The FDA has already approved PARP inhibitors in certain patients with metastatic castration-resistant prostate cancer (mCRPC). Now, Johnson & Johnson’s Akeega is giving the class a win in castration-sensitive disease, although the drug’s benefit in a patient subgroup remains unclear.

In patients with metastatic castration-sensitive prostate cancer (mCSPC) with homologous recombination repair (HRR), Akeega and prednisone significantly reduced the risk of tumor progression or death by 37% versus J&J’s Zytiga and prednisone, according to data shared at the 2025 American Society of Clinical Oncology annual meeting. Akeega is a fixed-dose combination of GSK’s PARP inhibitor Zejula—to which J&J owns prostate cancer rights—and Zytiga.

Despite the positive readout from the phase 3 Amplitude trial, saying Akeega has a clear regulatory path ahead in all HRR-mutated mCSPC would be too optimistic.

The uncertainty lies in a group of patients without BRCA mutations.

Previously, Zejula’s addition to Zytiga and prednisone showed a progression-free survival benefit in HRR-mutated mCRPC in the phase 3 Magnitude trial. But after speaking with the FDA and realizing that the drug was most beneficial in the BRCA-mutated population, J&J filed for—and received—an approval only in that subset of patients. 

Now, Amplitude is facing the same BRCA/non-BRCA question.

Compared with the entire trial population, the Akeega regimen’s magnitude of progression-free survival benefit was notably bigger at 48% in the BRCA-mutated subgroup.

“The benefit may be greatest in patients with BRCA alterations,” lead study author Gerhardt Attard, M.D., Ph.D., from University College London, said during a press briefing.

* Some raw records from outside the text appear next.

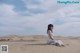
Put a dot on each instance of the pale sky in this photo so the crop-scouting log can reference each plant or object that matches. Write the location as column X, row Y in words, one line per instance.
column 30, row 17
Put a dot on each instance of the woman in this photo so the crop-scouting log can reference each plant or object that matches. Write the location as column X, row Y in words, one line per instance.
column 51, row 39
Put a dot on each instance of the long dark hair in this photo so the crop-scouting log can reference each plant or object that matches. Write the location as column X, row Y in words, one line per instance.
column 49, row 28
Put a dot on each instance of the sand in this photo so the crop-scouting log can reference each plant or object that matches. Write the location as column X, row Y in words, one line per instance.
column 37, row 44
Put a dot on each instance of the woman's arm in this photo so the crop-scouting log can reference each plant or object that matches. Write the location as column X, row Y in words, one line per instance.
column 50, row 35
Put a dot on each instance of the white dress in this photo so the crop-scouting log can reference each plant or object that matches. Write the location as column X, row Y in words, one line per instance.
column 50, row 41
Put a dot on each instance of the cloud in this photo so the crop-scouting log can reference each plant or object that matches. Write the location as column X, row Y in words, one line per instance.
column 65, row 18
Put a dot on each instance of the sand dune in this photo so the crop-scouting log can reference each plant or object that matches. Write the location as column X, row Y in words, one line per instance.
column 37, row 44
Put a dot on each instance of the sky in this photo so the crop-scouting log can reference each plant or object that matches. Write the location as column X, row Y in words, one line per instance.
column 31, row 17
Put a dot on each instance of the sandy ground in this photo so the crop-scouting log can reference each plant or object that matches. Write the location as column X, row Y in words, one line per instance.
column 37, row 44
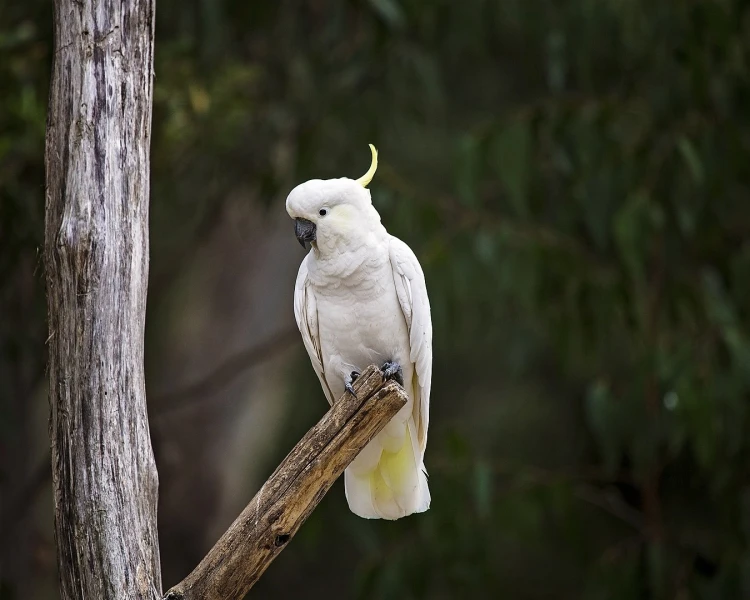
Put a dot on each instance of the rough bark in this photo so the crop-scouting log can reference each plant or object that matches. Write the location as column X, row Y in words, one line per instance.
column 277, row 511
column 96, row 257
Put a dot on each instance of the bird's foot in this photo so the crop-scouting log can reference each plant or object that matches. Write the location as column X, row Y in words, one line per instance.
column 349, row 380
column 392, row 370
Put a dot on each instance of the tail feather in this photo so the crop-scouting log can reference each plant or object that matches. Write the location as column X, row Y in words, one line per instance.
column 395, row 485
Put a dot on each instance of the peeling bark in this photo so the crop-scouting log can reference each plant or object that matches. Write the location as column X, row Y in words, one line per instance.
column 96, row 258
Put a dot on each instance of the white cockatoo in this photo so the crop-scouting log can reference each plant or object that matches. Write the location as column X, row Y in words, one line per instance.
column 360, row 298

The result is still in favor of Akeega in the non-BRCA subgroup, with an improvement of around 20%, Attard noted.

“There is efficacy in the non-BRCA subgroup,” Attard said. “It’s heterogeneous, and it’s a number of different smaller gene subgroups.”

“You’re going to need to do meta-analysis of multiple different trials to have certainty which subgroup has clear evidence of efficacy.”

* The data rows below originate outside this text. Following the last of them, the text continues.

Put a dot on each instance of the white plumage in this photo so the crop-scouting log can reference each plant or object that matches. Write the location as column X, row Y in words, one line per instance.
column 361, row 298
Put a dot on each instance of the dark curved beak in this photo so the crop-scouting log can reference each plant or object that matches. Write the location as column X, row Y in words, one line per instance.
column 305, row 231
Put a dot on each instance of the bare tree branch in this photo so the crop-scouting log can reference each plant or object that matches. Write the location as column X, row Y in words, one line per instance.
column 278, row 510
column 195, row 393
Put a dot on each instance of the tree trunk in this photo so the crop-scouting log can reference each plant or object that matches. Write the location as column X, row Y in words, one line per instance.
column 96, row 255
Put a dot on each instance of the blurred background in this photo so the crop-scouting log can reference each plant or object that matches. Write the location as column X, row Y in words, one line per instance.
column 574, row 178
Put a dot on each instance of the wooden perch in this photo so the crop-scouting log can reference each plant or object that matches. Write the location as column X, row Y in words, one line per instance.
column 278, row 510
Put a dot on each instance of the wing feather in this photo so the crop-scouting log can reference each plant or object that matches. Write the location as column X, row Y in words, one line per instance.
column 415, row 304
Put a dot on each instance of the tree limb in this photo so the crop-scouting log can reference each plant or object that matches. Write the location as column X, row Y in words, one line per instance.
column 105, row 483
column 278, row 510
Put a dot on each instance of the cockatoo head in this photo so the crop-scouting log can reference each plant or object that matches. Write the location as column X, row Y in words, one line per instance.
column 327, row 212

The non-BRCA subgroup is not small, accounting for 45% of the Amplitude population.

Based on the current data, Akeega doesn’t appear to work in patients with the PALB2 mutation, but there are positive trends in other subtypes, Mark Wildgust, Ph.D., vice president of oncology global medical affairs at J&J Innovative Medicine, said in an interview with Fierce Pharma.

“Does it have the same magnitude [of benefit as in BRCA]? I do not believe it does,” Wildgust said. “Is there enough there for regulatory approval? Maybe not right now, but maybe in the future. Maybe we have to wait a bit longer to see longer-term follow up and to understand the question.”

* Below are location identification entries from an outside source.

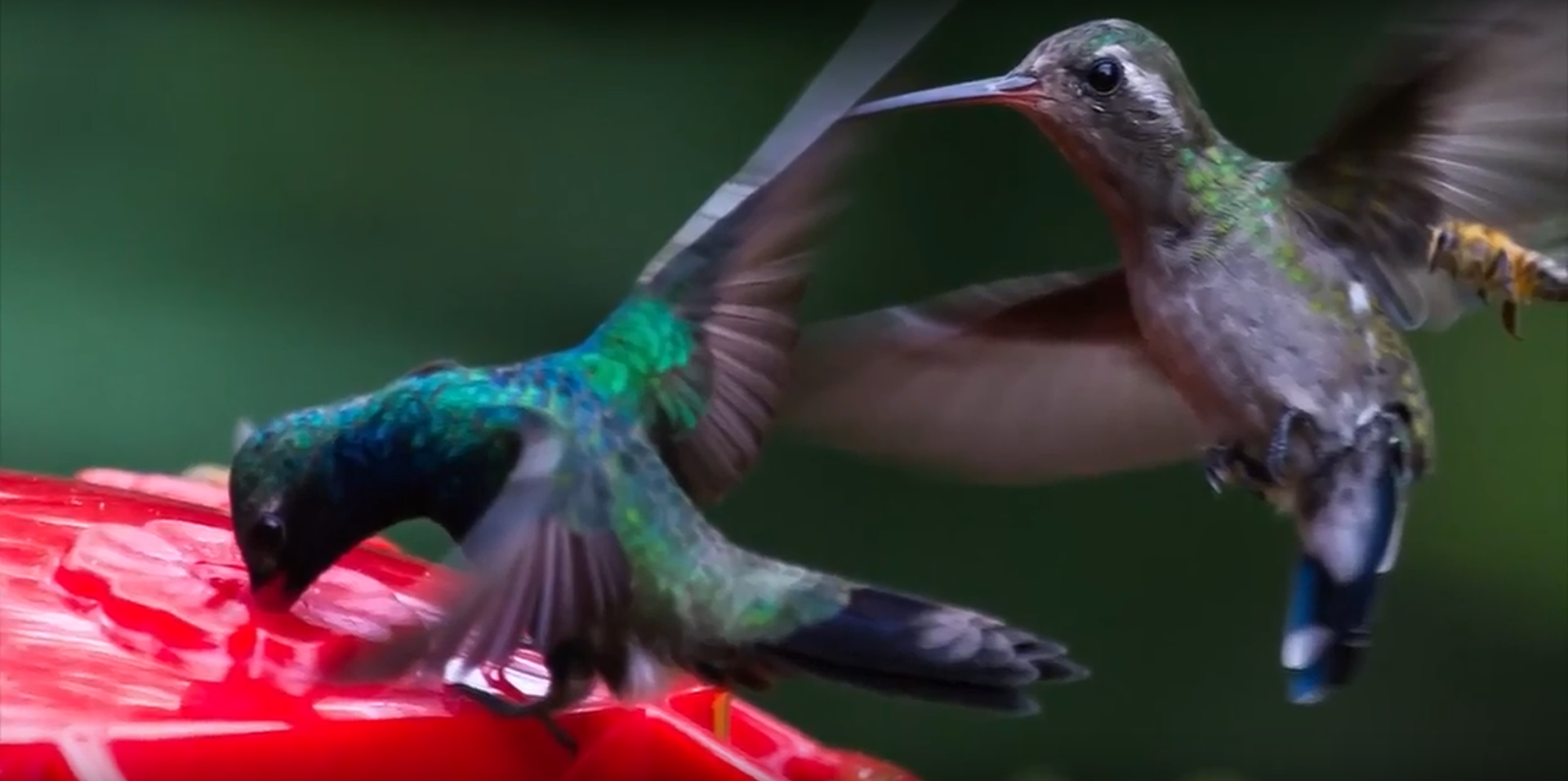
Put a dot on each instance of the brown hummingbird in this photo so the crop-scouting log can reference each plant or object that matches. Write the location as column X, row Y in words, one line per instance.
column 1256, row 312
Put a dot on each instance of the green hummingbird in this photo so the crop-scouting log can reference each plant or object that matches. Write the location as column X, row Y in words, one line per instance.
column 574, row 480
column 1254, row 317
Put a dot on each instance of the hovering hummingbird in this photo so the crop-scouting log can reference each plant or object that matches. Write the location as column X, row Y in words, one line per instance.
column 572, row 482
column 1256, row 312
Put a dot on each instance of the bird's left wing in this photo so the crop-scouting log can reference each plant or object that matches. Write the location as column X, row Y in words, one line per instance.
column 545, row 565
column 1465, row 119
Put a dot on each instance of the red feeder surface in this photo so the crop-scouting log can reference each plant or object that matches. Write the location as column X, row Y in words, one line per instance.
column 129, row 653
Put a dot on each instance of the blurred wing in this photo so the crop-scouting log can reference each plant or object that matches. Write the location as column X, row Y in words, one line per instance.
column 545, row 562
column 1467, row 118
column 737, row 269
column 243, row 429
column 1018, row 382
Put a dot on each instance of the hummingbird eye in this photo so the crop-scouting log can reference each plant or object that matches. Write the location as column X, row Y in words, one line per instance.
column 1102, row 76
column 267, row 535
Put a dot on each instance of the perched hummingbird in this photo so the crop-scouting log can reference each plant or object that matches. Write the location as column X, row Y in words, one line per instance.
column 1258, row 306
column 574, row 480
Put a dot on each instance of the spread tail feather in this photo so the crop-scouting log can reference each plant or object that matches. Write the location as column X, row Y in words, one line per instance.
column 906, row 646
column 1352, row 542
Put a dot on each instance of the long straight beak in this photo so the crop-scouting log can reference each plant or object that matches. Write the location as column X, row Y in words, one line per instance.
column 1007, row 90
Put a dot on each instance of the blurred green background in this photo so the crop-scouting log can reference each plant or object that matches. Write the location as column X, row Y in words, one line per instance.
column 233, row 211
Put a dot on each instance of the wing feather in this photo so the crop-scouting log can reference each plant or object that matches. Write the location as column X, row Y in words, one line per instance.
column 1467, row 118
column 545, row 566
column 1018, row 382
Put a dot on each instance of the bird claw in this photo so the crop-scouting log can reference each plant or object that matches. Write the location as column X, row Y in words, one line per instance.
column 511, row 709
column 1281, row 443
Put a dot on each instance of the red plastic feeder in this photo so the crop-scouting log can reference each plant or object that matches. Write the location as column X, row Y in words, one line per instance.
column 129, row 653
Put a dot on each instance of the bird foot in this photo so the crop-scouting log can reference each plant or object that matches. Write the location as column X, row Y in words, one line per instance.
column 507, row 707
column 1281, row 443
column 1228, row 465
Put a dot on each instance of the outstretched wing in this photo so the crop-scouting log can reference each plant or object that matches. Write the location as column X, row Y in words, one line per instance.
column 1017, row 382
column 737, row 269
column 545, row 566
column 1468, row 119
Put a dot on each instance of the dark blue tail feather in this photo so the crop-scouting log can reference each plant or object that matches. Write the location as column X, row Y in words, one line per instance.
column 1329, row 623
column 906, row 646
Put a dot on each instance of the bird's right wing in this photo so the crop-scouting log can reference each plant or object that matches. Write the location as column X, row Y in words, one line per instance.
column 545, row 565
column 1027, row 380
column 737, row 269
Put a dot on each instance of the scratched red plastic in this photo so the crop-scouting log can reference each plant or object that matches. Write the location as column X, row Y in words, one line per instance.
column 129, row 651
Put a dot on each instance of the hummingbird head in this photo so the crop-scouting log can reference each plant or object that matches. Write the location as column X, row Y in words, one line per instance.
column 1111, row 95
column 292, row 515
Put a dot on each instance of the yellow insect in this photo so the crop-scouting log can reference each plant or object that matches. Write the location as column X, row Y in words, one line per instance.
column 1493, row 262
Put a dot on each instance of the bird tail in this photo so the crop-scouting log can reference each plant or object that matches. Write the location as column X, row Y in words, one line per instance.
column 908, row 646
column 1352, row 521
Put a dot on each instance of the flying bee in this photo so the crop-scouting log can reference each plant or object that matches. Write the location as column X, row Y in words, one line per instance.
column 1493, row 262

J&J will have a discussion with global regulators, including the FDA, on whether the Amplitude trial has shown a positive risk-benefit profile in the overall HRR population, Wildgust said.

Besides progression-free survival, researchers also identified a positive trend toward improved overall survival in the Akeega arm. However, data here were immature and didn’t meet statistical significance at the current analysis. The preliminary death reduction was 25% in the BRCA-mutated group and 21% in the overall trial population.

Editor's Note: The story was updated to clarify the situation around Akeega's mCRPC indication.